It was simple enough, dodging the third, even the fourth, strike. I curled a nice five dollar bill into the man's callused palm while the old woman wasn't looking and caught a glimpse over my shoulder for a clear ditch before slipping quietly away, but not before I heard the gentle rasp of gratitude.

The words _thank you _were almost lost to the bustle of the L.A. downtown rush hour outside the streaked windows, but I captured them before they could disappear into the smog-choked horizon. They nestled like drowsy butterflies in my pocket. The good kind.

That was the first hour. When things still made sense and I was still just the miniature architect, the almost-graduate that was pulled between nocturnal work hours and early morning classes. My brain certainly bore the brunt of it, feeling bruised from all the tugging that little sleep and strenuous deep thinking caused. But I got by. And looking back, I wouldn't trade it for anything.

My professors cared little for background checks, exempting the ones that involved a criminal record or otherwise falsely worn pretenses. Otherwise, everything was just _groovy. _As long as the term papers and the exams and the dissertations stacked up to the exosphere without getting burnt to a crisp (although some of them did enjoy torturing their inferiors), there was nothing left to be desired. All was right in their narrow-minded worlds. Everything was as it should have been.
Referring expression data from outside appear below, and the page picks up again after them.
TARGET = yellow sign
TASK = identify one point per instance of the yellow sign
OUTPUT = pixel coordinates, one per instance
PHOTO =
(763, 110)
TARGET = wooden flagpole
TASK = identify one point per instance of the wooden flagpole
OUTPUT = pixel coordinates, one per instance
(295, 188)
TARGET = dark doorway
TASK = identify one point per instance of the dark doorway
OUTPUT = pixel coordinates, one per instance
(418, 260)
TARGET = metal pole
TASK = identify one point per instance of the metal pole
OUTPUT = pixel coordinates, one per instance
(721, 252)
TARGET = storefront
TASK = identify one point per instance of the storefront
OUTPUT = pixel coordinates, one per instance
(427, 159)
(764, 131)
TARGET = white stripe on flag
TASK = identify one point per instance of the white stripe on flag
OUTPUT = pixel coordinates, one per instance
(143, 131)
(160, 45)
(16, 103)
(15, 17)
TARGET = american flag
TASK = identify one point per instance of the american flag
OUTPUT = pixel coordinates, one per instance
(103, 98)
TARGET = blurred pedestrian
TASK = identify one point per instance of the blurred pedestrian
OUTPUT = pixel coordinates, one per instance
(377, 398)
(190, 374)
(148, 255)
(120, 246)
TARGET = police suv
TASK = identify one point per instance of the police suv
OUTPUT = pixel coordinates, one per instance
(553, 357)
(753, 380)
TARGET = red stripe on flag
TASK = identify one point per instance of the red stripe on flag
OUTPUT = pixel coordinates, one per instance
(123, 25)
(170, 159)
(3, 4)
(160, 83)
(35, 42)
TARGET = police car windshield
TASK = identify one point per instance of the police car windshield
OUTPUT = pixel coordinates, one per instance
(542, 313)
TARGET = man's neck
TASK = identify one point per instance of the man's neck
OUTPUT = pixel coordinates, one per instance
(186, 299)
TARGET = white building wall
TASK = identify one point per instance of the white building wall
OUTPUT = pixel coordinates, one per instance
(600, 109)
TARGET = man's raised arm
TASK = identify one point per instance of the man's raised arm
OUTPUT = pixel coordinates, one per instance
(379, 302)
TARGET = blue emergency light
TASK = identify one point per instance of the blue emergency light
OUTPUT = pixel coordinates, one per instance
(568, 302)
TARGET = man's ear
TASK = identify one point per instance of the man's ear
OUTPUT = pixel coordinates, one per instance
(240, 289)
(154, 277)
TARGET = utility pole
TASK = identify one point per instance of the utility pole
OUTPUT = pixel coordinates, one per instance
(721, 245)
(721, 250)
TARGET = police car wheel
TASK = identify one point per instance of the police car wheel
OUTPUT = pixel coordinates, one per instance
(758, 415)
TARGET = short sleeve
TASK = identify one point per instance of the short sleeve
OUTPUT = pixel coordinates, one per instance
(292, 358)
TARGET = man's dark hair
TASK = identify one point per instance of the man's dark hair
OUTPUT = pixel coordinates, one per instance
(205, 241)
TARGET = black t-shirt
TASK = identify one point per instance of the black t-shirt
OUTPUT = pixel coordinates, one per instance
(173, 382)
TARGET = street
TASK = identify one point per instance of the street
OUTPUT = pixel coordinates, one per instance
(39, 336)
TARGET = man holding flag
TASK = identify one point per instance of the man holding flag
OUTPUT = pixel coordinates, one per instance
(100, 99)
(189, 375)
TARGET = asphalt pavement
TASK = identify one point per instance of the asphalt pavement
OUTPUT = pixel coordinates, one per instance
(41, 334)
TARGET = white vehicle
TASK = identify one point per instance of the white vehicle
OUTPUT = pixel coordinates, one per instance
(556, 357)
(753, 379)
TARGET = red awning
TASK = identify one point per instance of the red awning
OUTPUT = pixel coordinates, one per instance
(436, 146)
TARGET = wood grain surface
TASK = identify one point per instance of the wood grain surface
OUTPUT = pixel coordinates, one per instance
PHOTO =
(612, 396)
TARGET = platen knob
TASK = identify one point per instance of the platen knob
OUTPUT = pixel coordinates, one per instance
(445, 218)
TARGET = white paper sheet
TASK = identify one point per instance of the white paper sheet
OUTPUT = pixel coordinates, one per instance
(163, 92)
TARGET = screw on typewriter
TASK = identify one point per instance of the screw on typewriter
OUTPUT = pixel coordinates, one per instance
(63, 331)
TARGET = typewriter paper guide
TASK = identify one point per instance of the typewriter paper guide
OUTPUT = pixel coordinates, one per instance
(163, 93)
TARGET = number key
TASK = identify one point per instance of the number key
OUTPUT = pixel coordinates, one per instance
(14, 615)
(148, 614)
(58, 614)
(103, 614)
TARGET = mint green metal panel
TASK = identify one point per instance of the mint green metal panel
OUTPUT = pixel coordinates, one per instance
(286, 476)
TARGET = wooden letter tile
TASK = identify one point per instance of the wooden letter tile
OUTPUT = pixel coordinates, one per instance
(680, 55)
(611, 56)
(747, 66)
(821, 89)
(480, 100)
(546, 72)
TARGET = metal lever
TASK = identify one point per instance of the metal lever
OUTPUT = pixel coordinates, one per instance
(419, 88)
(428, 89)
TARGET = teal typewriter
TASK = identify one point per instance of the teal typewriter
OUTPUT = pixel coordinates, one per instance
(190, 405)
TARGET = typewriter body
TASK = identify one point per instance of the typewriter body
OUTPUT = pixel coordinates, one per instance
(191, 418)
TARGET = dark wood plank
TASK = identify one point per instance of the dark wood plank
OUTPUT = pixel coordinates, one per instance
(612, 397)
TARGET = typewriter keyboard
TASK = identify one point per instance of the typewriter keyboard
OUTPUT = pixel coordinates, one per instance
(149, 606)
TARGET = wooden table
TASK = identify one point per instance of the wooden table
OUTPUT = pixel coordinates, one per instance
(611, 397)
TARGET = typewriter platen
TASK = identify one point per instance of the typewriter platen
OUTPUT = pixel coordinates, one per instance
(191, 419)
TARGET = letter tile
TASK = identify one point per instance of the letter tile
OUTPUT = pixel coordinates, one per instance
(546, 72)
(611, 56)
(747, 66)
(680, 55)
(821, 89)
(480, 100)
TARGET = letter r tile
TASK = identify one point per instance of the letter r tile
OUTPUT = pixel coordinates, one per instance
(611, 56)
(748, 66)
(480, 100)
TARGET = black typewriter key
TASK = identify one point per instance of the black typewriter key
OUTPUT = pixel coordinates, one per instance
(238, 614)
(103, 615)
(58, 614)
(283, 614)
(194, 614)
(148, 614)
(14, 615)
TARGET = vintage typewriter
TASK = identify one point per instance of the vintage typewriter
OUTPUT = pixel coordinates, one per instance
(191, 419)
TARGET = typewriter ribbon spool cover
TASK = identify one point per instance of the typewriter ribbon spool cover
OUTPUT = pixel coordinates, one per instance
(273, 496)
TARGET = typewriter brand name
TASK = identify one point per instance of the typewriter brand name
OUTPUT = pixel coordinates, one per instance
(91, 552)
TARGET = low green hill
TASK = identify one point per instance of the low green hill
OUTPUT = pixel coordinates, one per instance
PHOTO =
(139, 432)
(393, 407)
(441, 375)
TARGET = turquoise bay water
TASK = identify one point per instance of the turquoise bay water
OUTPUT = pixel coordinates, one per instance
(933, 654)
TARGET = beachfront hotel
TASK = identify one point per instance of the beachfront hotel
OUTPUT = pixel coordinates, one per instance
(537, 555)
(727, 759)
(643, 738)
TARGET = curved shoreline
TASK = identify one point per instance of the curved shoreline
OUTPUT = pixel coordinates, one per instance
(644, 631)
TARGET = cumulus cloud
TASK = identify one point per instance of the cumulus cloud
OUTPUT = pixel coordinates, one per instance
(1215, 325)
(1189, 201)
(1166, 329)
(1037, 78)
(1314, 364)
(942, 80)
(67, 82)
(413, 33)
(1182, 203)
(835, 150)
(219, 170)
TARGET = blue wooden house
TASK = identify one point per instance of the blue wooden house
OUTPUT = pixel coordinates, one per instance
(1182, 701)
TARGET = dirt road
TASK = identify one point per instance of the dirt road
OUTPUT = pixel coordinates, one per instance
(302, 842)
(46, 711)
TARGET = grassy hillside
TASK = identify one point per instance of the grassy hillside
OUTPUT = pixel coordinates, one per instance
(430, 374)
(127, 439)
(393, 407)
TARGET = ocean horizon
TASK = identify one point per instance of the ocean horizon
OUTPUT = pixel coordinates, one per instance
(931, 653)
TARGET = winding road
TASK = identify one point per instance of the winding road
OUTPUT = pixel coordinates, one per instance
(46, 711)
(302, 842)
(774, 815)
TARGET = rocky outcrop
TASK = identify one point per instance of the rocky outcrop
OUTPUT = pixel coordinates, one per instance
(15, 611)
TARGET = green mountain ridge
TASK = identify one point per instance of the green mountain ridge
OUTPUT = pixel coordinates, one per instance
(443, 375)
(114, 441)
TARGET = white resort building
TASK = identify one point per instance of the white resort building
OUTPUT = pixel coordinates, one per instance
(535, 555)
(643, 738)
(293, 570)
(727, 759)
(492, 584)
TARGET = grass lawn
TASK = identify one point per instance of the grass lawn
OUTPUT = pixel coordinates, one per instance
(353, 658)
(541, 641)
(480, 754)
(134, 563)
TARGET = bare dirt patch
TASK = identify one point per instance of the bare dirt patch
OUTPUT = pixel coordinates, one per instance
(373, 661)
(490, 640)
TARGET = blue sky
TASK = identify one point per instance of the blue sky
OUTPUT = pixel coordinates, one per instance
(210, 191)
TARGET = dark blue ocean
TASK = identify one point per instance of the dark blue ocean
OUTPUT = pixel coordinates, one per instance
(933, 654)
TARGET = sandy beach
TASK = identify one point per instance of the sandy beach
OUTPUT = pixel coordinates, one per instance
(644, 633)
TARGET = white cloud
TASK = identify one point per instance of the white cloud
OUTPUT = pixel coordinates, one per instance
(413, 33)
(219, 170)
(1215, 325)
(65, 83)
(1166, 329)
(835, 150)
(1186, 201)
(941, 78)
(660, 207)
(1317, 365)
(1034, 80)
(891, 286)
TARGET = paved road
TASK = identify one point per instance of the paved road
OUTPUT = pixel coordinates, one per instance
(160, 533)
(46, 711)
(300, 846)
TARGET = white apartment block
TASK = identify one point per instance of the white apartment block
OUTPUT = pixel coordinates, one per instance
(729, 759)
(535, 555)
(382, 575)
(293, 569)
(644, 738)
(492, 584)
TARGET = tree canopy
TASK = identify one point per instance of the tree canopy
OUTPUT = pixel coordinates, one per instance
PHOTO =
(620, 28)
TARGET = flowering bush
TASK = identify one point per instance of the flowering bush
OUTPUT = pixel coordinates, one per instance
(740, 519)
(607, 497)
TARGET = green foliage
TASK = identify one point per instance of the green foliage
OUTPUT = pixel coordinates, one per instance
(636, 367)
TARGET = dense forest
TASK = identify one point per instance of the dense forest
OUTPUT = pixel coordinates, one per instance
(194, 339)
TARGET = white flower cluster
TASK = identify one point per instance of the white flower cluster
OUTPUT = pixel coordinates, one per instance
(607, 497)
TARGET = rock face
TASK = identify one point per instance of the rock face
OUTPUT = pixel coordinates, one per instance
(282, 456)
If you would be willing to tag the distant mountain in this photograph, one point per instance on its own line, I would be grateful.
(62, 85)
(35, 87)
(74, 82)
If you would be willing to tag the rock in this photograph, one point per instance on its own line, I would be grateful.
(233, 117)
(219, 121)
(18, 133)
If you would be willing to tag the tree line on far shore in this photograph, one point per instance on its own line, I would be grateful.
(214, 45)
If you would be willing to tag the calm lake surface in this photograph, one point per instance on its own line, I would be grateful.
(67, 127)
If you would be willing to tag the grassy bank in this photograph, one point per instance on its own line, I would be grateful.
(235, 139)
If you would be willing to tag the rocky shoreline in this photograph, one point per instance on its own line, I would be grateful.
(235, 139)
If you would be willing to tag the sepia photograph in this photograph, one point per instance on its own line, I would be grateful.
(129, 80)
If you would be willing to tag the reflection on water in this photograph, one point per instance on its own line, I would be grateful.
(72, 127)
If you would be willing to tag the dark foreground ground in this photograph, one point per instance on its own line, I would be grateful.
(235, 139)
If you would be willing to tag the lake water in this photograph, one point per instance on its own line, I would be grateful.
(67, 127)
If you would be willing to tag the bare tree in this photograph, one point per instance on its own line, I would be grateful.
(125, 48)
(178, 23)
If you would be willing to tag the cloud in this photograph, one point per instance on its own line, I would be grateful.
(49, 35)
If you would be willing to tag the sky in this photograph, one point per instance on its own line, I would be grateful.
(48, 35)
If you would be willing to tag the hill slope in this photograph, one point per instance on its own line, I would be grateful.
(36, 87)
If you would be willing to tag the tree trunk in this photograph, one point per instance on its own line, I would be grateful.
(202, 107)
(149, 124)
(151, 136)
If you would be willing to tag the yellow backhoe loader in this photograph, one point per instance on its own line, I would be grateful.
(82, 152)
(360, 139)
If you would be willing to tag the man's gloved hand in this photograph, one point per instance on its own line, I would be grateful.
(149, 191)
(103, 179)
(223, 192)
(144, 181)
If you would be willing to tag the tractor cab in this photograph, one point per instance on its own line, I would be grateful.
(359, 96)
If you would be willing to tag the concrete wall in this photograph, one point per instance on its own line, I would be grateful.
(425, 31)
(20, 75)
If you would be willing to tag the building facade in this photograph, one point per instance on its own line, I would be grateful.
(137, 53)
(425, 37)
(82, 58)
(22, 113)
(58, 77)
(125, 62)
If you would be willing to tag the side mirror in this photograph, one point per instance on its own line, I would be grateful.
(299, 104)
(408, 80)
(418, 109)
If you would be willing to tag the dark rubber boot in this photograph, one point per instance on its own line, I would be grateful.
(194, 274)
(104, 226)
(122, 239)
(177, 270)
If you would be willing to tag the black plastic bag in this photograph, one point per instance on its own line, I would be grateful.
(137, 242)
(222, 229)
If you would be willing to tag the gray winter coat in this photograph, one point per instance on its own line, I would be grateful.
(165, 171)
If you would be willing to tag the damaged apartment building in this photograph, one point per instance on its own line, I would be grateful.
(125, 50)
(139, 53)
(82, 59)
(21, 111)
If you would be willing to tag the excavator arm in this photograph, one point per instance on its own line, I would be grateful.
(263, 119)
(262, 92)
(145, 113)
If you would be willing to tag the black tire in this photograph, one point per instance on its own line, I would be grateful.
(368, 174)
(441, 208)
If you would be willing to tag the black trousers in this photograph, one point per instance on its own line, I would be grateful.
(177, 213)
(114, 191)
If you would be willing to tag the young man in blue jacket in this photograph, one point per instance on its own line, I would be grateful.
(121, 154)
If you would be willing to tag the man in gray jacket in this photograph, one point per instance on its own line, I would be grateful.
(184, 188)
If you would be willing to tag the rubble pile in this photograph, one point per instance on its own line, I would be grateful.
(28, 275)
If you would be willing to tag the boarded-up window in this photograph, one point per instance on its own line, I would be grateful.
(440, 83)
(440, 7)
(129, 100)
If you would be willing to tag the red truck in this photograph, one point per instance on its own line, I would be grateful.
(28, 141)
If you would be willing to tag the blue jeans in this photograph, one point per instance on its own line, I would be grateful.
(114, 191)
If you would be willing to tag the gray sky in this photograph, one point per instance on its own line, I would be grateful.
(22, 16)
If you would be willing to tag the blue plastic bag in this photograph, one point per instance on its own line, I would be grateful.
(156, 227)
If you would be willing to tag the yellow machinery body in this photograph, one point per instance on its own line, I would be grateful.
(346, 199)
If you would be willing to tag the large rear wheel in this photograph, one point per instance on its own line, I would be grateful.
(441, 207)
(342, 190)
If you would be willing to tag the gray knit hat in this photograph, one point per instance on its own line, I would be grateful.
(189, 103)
Yes, everything was fine and dandy. As long as I got my diploma, I was a happy woman. I could move on with my life and forget everything that I had forgotten. There was a new beginning somewhere, hidden in the untouched corners of my potential, and all I had to do was just…reach for it. Strive for something more than pacing the streets of L.A. wondering where the last twenty-two years of my life went. Who it was that stalked my dreams, only for their fragile shadows to wither beneath the weight of consciousness. Why it was that I dreamed of them…and why they seemed so familiar.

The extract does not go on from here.